The government itself apologised to injured demonstrators days after the vote, as a result of which 1,066 people required medical attention, according to the Catalan health department.
The ferocity of the police response was reported at the time by the BBC’s Tom Burridge.
What exactly is a ‘coup d’état’?
The French term literally means a “blow against the state” and refers to the sudden, usually violent, overthrow of a country’s government.
Catalan nationalists regard their region as a nation and state in its own right, a definition Spain does not accept.
Spain last saw a coup attempt on 23 February 1981 when soldiers and police stormed parliament, firing guns and shouting orders.
The rebellion was suppressed but came as a startling reminder of the country’s recent military dictatorship (1939-75) under Gen Francisco Franco.
President Puigdemont has described the move to impose direct rule as the worst attack on Catalonia’s institutions since Franco, when the region lost its autonomy.
What do the Spanish media say?
“Return to the past” is how Catalonia’s Catalan-language, pro-independence El Punt Avui sums up Saturday’s developments on its front page. In an opinion piece, Xevi Xirgo argues that Madrid is mounting a “coup d’état” to submit Catalonia to central rule in a way not seen since the 18th Century.
In an editorial in El Periódico, Spain’s fifth-biggest newspaper which publishes both in Spanish and Catalan, Enric Hernàndez argues that Madrid responded in kind to “the aggression of the independence camp”, which ignored Spanish law to hold a “sham referendum”.
Hernàndez calls on Mr Puigdemont to agree to Mr Rajoy’s call for early regional elections as the best way out of the crisis or else face a “social revolt with unforeseeable consequences”.
Meanwhile El País, Spain’s biggest paper, a left-of-centre daily, endorses the government in an editorial entitled “The democratic state responds” and declares that Mr Rajoy is acting to “restore constitutional legality in Catalonia”. “Democracy not only has the right to defend itself but a duty to do so,” it says.
What happens next?
The Spanish Senate is expected to approve the government’s measures on Friday along with a proposal for fresh regional elections.

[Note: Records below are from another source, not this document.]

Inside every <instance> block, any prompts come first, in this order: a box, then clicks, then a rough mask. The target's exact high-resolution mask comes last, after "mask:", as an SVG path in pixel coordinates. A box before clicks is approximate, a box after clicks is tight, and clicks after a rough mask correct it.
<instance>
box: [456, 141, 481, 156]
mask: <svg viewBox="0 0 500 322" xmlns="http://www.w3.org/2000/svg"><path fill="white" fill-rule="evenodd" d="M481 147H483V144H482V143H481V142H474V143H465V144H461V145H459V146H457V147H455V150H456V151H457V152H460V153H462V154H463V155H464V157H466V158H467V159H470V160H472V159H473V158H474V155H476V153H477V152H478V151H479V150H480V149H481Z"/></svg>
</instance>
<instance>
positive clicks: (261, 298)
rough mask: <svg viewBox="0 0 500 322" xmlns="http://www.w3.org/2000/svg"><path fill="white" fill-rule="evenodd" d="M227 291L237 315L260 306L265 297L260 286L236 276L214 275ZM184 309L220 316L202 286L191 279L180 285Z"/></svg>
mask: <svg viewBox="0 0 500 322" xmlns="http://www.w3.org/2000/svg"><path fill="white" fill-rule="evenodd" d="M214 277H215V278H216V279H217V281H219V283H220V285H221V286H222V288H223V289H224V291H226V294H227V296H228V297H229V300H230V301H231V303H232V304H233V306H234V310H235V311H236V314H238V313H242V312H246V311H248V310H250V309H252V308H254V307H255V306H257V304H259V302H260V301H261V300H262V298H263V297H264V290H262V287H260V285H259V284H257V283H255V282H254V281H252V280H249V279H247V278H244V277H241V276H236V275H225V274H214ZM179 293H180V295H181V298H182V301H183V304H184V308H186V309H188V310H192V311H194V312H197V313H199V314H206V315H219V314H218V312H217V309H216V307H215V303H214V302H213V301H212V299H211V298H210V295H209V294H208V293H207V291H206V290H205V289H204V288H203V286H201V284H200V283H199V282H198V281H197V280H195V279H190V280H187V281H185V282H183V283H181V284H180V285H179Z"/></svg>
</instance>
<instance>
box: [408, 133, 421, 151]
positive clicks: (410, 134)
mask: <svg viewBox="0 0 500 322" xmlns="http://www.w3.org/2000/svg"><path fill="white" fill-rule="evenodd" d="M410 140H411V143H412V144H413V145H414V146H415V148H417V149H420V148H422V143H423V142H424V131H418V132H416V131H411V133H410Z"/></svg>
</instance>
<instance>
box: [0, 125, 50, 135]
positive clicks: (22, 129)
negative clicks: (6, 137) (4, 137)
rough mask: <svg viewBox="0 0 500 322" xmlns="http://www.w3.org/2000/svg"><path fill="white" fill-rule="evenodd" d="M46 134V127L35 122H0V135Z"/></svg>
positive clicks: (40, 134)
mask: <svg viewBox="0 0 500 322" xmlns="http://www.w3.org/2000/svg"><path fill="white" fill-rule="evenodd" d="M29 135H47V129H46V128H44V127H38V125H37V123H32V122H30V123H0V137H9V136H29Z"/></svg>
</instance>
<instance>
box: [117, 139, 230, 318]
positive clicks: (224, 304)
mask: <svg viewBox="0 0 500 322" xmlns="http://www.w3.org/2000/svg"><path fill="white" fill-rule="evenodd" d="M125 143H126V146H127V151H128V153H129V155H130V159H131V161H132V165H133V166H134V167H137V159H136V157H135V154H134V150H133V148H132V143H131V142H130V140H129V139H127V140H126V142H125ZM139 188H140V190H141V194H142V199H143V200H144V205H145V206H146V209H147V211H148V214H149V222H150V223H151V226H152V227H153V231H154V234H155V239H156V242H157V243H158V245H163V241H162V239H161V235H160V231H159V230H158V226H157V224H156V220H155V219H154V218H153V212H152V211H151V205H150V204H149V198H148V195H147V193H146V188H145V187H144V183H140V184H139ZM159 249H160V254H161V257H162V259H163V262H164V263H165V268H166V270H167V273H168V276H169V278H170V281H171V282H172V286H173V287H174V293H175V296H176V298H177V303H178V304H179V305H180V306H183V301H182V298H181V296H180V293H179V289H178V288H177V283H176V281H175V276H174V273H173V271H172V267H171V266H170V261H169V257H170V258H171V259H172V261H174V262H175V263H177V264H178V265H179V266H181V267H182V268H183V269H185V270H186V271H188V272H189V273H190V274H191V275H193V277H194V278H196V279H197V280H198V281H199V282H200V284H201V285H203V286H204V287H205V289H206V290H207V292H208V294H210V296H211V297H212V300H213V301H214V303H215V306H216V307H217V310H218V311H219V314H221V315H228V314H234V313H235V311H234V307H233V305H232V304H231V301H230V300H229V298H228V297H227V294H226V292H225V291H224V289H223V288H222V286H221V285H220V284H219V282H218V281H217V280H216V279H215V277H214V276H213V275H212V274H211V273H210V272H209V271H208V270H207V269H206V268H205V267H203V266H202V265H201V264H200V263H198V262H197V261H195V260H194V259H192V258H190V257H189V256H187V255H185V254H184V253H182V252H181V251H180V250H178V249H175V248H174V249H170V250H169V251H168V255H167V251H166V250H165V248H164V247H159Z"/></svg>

There are reports that the Catalan parliament plans to meet the same day to debate the crackdown.
Mr Puigdemont has said his government will not accept direct rule. On Saturday, an estimated 450,000 people protested in the regional capital Barcelona, chanting “independence” and “freedom”.
Appeals by separatists for outside intervention in the crisis have had little effect, with the EU taking the position it is an internal affair for Spain to decide.

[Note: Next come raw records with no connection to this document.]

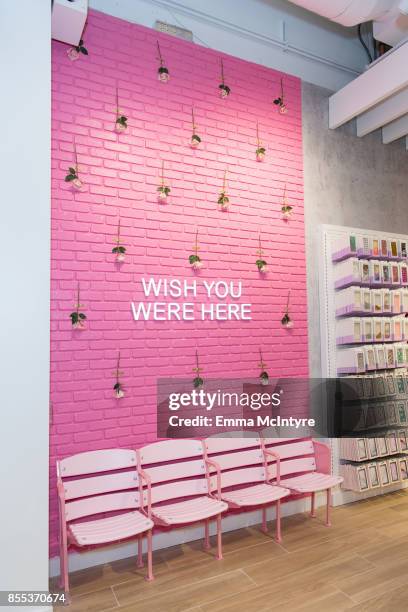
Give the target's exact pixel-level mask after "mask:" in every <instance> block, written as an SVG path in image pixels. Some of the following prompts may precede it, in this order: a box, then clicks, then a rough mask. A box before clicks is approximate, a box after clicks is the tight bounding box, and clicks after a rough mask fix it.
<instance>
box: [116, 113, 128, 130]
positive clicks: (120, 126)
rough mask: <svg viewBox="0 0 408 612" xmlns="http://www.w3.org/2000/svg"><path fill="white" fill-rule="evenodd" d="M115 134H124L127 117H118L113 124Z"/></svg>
mask: <svg viewBox="0 0 408 612" xmlns="http://www.w3.org/2000/svg"><path fill="white" fill-rule="evenodd" d="M115 127H116V131H117V132H124V131H125V130H126V129H127V117H125V115H119V116H118V117H117V119H116V123H115Z"/></svg>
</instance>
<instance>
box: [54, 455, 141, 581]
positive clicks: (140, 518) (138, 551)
mask: <svg viewBox="0 0 408 612" xmlns="http://www.w3.org/2000/svg"><path fill="white" fill-rule="evenodd" d="M57 486H58V499H59V514H60V564H61V574H60V585H61V587H62V588H64V591H65V592H66V593H68V592H69V576H68V546H69V545H70V544H73V545H75V546H79V547H83V546H90V545H96V544H106V543H108V542H117V541H119V540H124V539H127V538H131V537H135V536H137V537H138V567H143V559H142V537H143V534H144V533H147V541H148V553H147V558H148V563H147V579H148V580H152V579H153V573H152V531H151V530H152V527H153V522H152V521H151V519H150V518H148V517H147V516H146V514H144V513H143V511H142V512H141V511H140V510H139V509H140V508H141V506H142V503H141V500H140V499H139V490H138V488H139V487H138V474H137V462H136V452H135V451H133V450H126V449H111V450H100V451H91V452H87V453H80V454H78V455H73V456H71V457H67V458H65V459H62V460H61V461H57ZM124 510H126V512H123V511H124ZM102 513H103V514H106V513H109V514H110V516H104V517H102V518H101V517H99V518H95V516H96V515H98V514H102ZM84 517H93V518H92V520H87V521H83V520H81V521H80V520H79V519H83V518H84Z"/></svg>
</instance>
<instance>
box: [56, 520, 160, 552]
mask: <svg viewBox="0 0 408 612" xmlns="http://www.w3.org/2000/svg"><path fill="white" fill-rule="evenodd" d="M152 527H153V521H151V520H150V519H149V518H147V516H145V515H144V514H142V513H141V512H138V511H133V512H126V513H124V514H118V515H116V516H111V517H109V518H103V519H96V520H94V521H87V522H84V523H71V524H70V525H69V527H68V529H69V534H70V536H71V540H72V541H74V542H75V543H76V544H78V545H79V546H87V545H88V544H103V543H105V542H113V541H115V540H124V539H125V538H130V537H131V536H134V535H137V534H139V533H143V532H144V531H148V530H149V529H151V528H152Z"/></svg>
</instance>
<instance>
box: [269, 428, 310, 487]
mask: <svg viewBox="0 0 408 612" xmlns="http://www.w3.org/2000/svg"><path fill="white" fill-rule="evenodd" d="M264 445H265V448H266V449H270V450H271V451H273V452H274V453H277V454H278V455H279V457H280V459H281V461H280V478H281V484H282V486H285V478H289V477H291V476H295V475H298V474H305V473H306V472H315V471H316V460H315V449H314V444H313V441H312V440H311V439H306V440H304V439H299V438H292V439H290V438H278V439H276V438H265V439H264ZM267 464H268V477H269V478H275V477H276V460H275V459H274V458H273V457H271V456H268V455H267Z"/></svg>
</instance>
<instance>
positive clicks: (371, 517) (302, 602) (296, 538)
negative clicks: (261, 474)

Are fears of Francoist revanchism justified?
Spain has been a multi-party, constitutional monarchy for nearly 40 years with some of the most liberal laws in Europe. It was one of the earliest EU states to adopt same-sex marriage, for instance (2005).
The late dictator is particularly reviled among nationalists and leftists in Catalonia, a stronghold of the Republican side during the Civil War.

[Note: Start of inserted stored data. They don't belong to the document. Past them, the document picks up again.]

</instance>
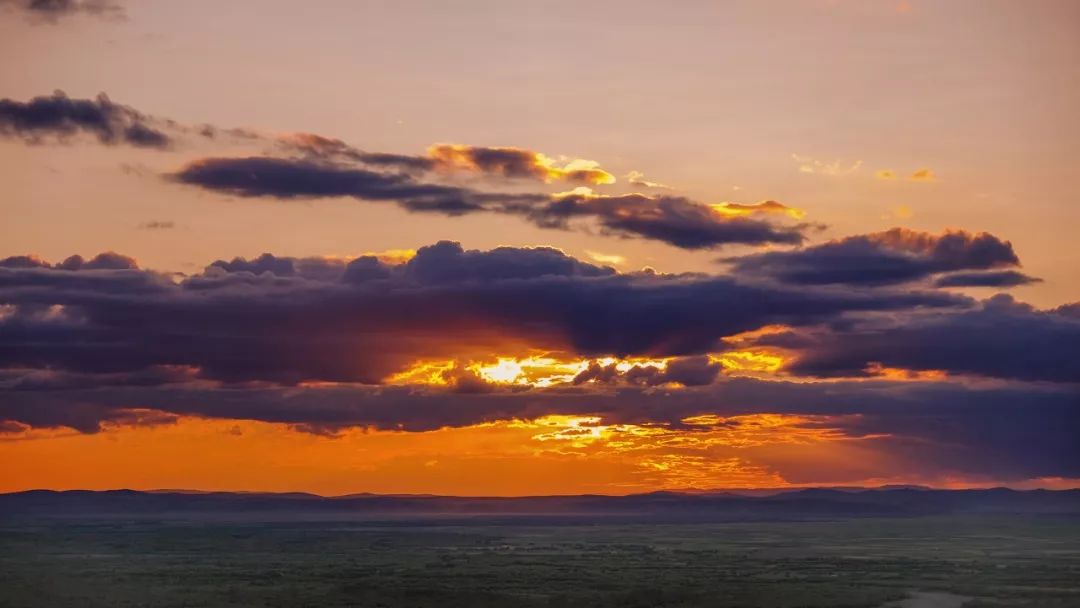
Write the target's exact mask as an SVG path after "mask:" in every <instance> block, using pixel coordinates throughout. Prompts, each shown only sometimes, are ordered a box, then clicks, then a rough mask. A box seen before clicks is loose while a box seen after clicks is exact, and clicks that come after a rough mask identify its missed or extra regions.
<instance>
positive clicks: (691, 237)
mask: <svg viewBox="0 0 1080 608" xmlns="http://www.w3.org/2000/svg"><path fill="white" fill-rule="evenodd" d="M171 178H172V179H174V180H176V181H179V183H181V184H187V185H191V186H198V187H200V188H203V189H206V190H213V191H218V192H224V193H228V194H233V195H239V197H247V198H272V199H283V200H289V199H311V198H324V197H351V198H354V199H359V200H363V201H393V202H396V203H397V204H400V205H401V206H403V207H405V208H406V210H408V211H411V212H432V213H441V214H444V215H464V214H470V213H480V212H486V213H499V214H509V215H516V216H521V217H524V218H526V219H528V220H529V221H531V222H532V224H535V225H537V226H540V227H542V228H552V229H562V230H569V229H571V228H572V226H573V224H572V222H573V221H576V220H582V221H589V220H592V221H594V222H595V224H596V225H598V226H599V228H600V230H602V231H604V232H605V233H608V234H613V235H618V237H623V238H637V239H650V240H656V241H661V242H664V243H667V244H671V245H674V246H676V247H681V248H686V249H707V248H715V247H718V246H721V245H727V244H750V245H760V244H767V243H780V244H798V243H801V242H802V240H804V239H805V237H804V234H802V230H804V227H799V226H796V227H785V226H781V225H777V224H772V222H769V221H766V220H764V219H758V218H751V217H728V216H725V215H723V214H720V213H718V212H716V211H714V210H713V208H711V207H710V206H707V205H703V204H701V203H697V202H694V201H691V200H689V199H685V198H681V197H647V195H644V194H622V195H598V194H593V193H592V192H578V191H572V192H566V193H559V194H541V193H491V192H483V191H477V190H474V189H471V188H464V187H457V186H446V185H437V184H424V183H420V181H418V180H417V179H416V178H415V177H413V176H410V175H408V174H404V173H383V172H380V171H374V170H368V168H362V167H357V166H353V165H343V164H338V163H334V162H327V161H313V160H309V159H283V158H274V157H249V158H210V159H202V160H199V161H194V162H192V163H190V164H188V165H186V166H184V167H183V168H180V171H178V172H177V173H176V174H174V175H173V176H171Z"/></svg>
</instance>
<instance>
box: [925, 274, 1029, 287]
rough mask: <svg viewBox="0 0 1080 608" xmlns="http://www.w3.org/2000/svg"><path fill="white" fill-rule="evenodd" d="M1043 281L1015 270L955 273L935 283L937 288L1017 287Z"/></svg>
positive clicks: (944, 277) (942, 277)
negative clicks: (1018, 285) (1020, 285)
mask: <svg viewBox="0 0 1080 608" xmlns="http://www.w3.org/2000/svg"><path fill="white" fill-rule="evenodd" d="M1040 282H1042V279H1038V278H1035V276H1028V275H1027V274H1024V273H1023V272H1017V271H1015V270H997V271H990V272H953V273H950V274H945V275H942V276H940V278H937V280H935V281H934V286H935V287H1015V286H1017V285H1030V284H1031V283H1040Z"/></svg>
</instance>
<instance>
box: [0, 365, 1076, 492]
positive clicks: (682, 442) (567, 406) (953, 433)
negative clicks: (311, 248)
mask: <svg viewBox="0 0 1080 608" xmlns="http://www.w3.org/2000/svg"><path fill="white" fill-rule="evenodd" d="M5 397H6V398H4V400H0V420H8V421H9V422H8V425H10V427H12V428H15V429H18V428H21V425H24V424H25V425H29V427H33V428H50V427H69V428H73V429H77V430H79V431H82V432H91V433H92V432H98V431H100V430H102V428H103V425H104V424H109V423H118V422H120V421H126V423H132V422H133V421H131V418H132V416H133V414H138V413H141V414H143V415H144V416H148V417H149V415H150V414H151V413H158V417H159V418H161V419H164V420H167V419H168V417H176V416H198V417H206V418H217V419H226V420H229V419H233V420H261V421H267V422H274V423H283V424H291V425H293V427H294V428H296V429H298V430H303V431H309V432H320V433H333V432H336V431H339V430H341V429H346V428H350V427H361V428H368V429H381V430H392V431H399V432H424V431H432V430H436V429H442V428H447V427H450V428H453V427H467V425H473V424H478V423H485V422H494V421H498V420H535V419H537V418H541V417H544V416H552V415H566V416H589V417H596V418H598V419H599V420H598V423H603V424H609V425H610V424H634V425H637V427H638V428H639V429H642V430H644V431H646V432H650V431H651V432H652V433H654V432H656V431H677V432H679V434H678V435H674V434H672V435H666V436H665V437H664V438H665V440H667V442H669V447H670V448H672V449H674V450H675V452H677V454H688V451H687V450H689V452H692V454H697V447H703V446H702V440H703V438H704V437H705V436H706V434H705V433H710V432H715V431H723V430H725V429H727V430H729V431H731V432H732V434H733V435H735V437H733V438H738V436H739V435H743V434H745V433H739V432H738V431H741V430H746V431H750V430H752V428H753V424H754V421H755V420H757V419H758V417H756V416H755V415H765V416H767V417H770V418H775V417H779V416H798V417H799V422H798V424H799V427H801V428H804V429H822V430H828V431H829V434H831V435H832V436H833V438H834V440H836V441H845V442H850V443H849V447H850V448H854V449H853V450H841V451H834V450H829V454H831V455H833V456H834V457H835V455H837V454H848V455H853V454H858V455H859V458H858V460H859V461H860V462H861V464H859V468H861V469H863V468H864V469H865V471H863V473H862V476H863V477H866V476H881V475H882V474H883V473H885V474H888V473H890V472H900V471H903V472H906V473H908V474H910V473H912V472H917V473H923V474H926V475H927V476H928V477H931V476H937V475H940V476H943V477H947V476H949V475H950V474H953V475H986V476H988V477H991V478H994V479H996V481H1001V479H1012V478H1028V477H1039V476H1064V477H1076V476H1078V473H1080V451H1078V449H1080V448H1078V446H1077V443H1076V441H1075V429H1076V428H1077V425H1078V423H1080V410H1078V408H1077V407H1076V405H1077V398H1078V397H1080V393H1078V392H1077V390H1076V388H1075V387H1061V386H1058V387H1047V386H1038V384H1026V383H1009V384H1001V386H994V387H975V386H967V384H963V383H959V382H891V381H882V380H866V381H858V382H855V381H838V382H788V381H762V380H755V379H748V378H733V379H721V380H718V381H716V382H714V383H712V384H707V386H702V387H691V388H687V389H680V390H658V389H657V388H652V387H634V386H630V387H607V388H603V390H592V389H586V388H584V387H577V388H571V389H548V390H534V391H525V392H522V391H516V392H515V391H512V390H497V389H492V388H490V387H487V388H485V389H483V390H481V391H480V392H458V391H455V390H431V389H417V388H415V387H391V388H372V387H312V388H303V389H295V388H267V387H249V388H247V389H244V390H239V389H237V388H210V387H204V386H183V384H171V386H164V387H138V386H127V387H116V388H98V389H94V390H85V389H66V390H53V391H46V390H36V391H30V390H27V391H18V392H8V393H6V394H5ZM125 419H126V420H125ZM152 422H153V420H152V419H151V420H150V421H149V423H152ZM136 423H137V422H136ZM767 431H768V429H767ZM780 431H781V430H779V429H773V430H772V432H770V433H769V436H768V438H767V441H765V442H764V443H761V442H755V443H756V445H758V446H759V447H760V450H759V451H755V452H753V454H754V455H755V457H756V458H755V459H756V460H757V461H759V462H762V463H767V464H769V465H771V467H772V468H773V469H775V470H781V471H783V472H784V476H785V478H787V479H788V481H791V482H796V483H799V482H801V483H812V482H815V481H816V482H821V481H831V479H833V478H835V477H833V476H835V475H843V474H845V473H846V471H842V470H841V471H839V472H838V471H837V469H838V468H837V467H836V465H835V463H834V465H832V467H822V465H820V464H821V463H820V462H816V463H815V462H813V461H811V460H812V459H811V455H812V454H813V450H809V449H808V448H807V446H805V445H802V446H801V447H799V449H797V450H795V451H792V450H789V449H783V448H781V447H780V446H778V443H782V437H778V436H777V434H778V432H780ZM627 438H629V437H627ZM754 445H755V444H751V445H750V446H747V445H745V444H743V445H739V444H735V445H733V446H732V447H735V448H739V449H746V448H747V447H753V446H754ZM778 448H779V449H778ZM789 459H794V460H789ZM841 469H842V468H841ZM849 478H850V477H849ZM856 478H858V477H856Z"/></svg>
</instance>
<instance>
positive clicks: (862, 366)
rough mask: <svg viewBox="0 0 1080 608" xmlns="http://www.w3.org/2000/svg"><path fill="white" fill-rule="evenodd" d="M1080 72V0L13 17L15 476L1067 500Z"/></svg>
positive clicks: (3, 28) (315, 483)
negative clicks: (885, 491)
mask: <svg viewBox="0 0 1080 608" xmlns="http://www.w3.org/2000/svg"><path fill="white" fill-rule="evenodd" d="M1078 65H1080V3H1077V2H1074V1H1071V0H1058V1H1053V0H1035V1H1025V2H1020V1H999V0H955V1H940V2H933V1H929V0H900V1H896V0H786V1H780V0H775V1H773V0H766V1H757V0H755V1H752V0H746V1H739V0H730V1H704V0H702V1H688V2H679V3H661V2H638V1H625V0H623V1H586V2H581V1H575V2H570V1H566V2H564V1H543V2H517V1H505V0H501V1H496V0H491V1H478V0H469V1H463V2H442V1H434V0H432V1H418V0H417V1H413V0H409V1H375V0H372V1H362V2H356V1H346V0H340V1H338V0H319V1H314V2H297V1H295V0H289V1H286V0H231V1H229V2H219V1H208V0H205V1H203V0H193V1H186V2H174V1H165V0H139V1H135V0H127V1H121V0H49V1H31V0H0V164H2V166H3V167H4V168H3V172H2V176H3V178H2V181H0V470H2V471H3V473H2V474H0V491H14V490H23V489H30V488H57V489H67V488H87V489H103V488H121V487H124V488H136V489H153V488H186V489H207V490H213V489H222V490H224V489H228V490H273V491H311V492H316V494H323V495H342V494H350V492H399V494H442V495H548V494H577V492H600V494H630V492H639V491H652V490H658V489H694V488H696V489H716V488H731V487H741V488H748V487H782V486H787V485H802V486H820V485H883V484H926V485H933V486H941V487H975V486H978V487H982V486H989V485H1008V486H1012V487H1017V488H1022V487H1050V488H1061V487H1078V486H1080V447H1078V446H1080V441H1078V437H1080V270H1078V269H1080V245H1078V243H1077V237H1076V231H1077V227H1078V226H1080V205H1078V204H1077V203H1078V200H1077V185H1076V181H1077V177H1078V175H1080V118H1078V116H1080V114H1078V113H1077V111H1076V108H1078V107H1080V71H1078V69H1077V66H1078Z"/></svg>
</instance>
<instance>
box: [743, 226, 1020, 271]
mask: <svg viewBox="0 0 1080 608" xmlns="http://www.w3.org/2000/svg"><path fill="white" fill-rule="evenodd" d="M723 261H725V262H727V264H730V265H731V268H732V271H733V272H735V273H737V274H741V275H747V276H752V275H753V276H764V278H769V279H773V280H777V281H780V282H783V283H789V284H796V285H825V284H848V285H889V284H897V283H908V282H913V281H921V280H923V279H927V278H928V276H931V275H934V274H937V273H942V272H950V271H959V270H989V269H997V268H1008V267H1017V266H1020V258H1017V256H1016V253H1015V252H1014V251H1013V247H1012V244H1011V243H1010V242H1008V241H1002V240H1000V239H998V238H997V237H995V235H993V234H989V233H986V232H980V233H977V234H976V233H971V232H967V231H963V230H949V231H945V232H943V233H942V234H931V233H927V232H917V231H914V230H907V229H904V228H893V229H892V230H888V231H886V232H876V233H873V234H860V235H855V237H848V238H845V239H840V240H837V241H829V242H827V243H824V244H821V245H814V246H810V247H806V248H801V249H795V251H789V252H767V253H762V254H753V255H748V256H743V257H738V258H728V259H725V260H723ZM969 280H970V279H969Z"/></svg>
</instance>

The suggestion that the current Spanish government is employing Francoist tactics touches a sensitive spot within Prime Minister Rajoy’s Popular Party, which was founded by one of Franco’s own ministers, Manuel Fraga.
However, Mr Rajoy has the support of two of the main opposition parties, the centrist Ciudadanos and the Socialists (PSOE).
The PSOE’s power base is solidly anti-Franco, particularly in southern regions like Andalusia, which supplied some of the extra police officers deployed in Catalonia for the referendum.
So the reasons why the rest of Spain is uniting behind tough measures to curb Catalan separatism are more complex.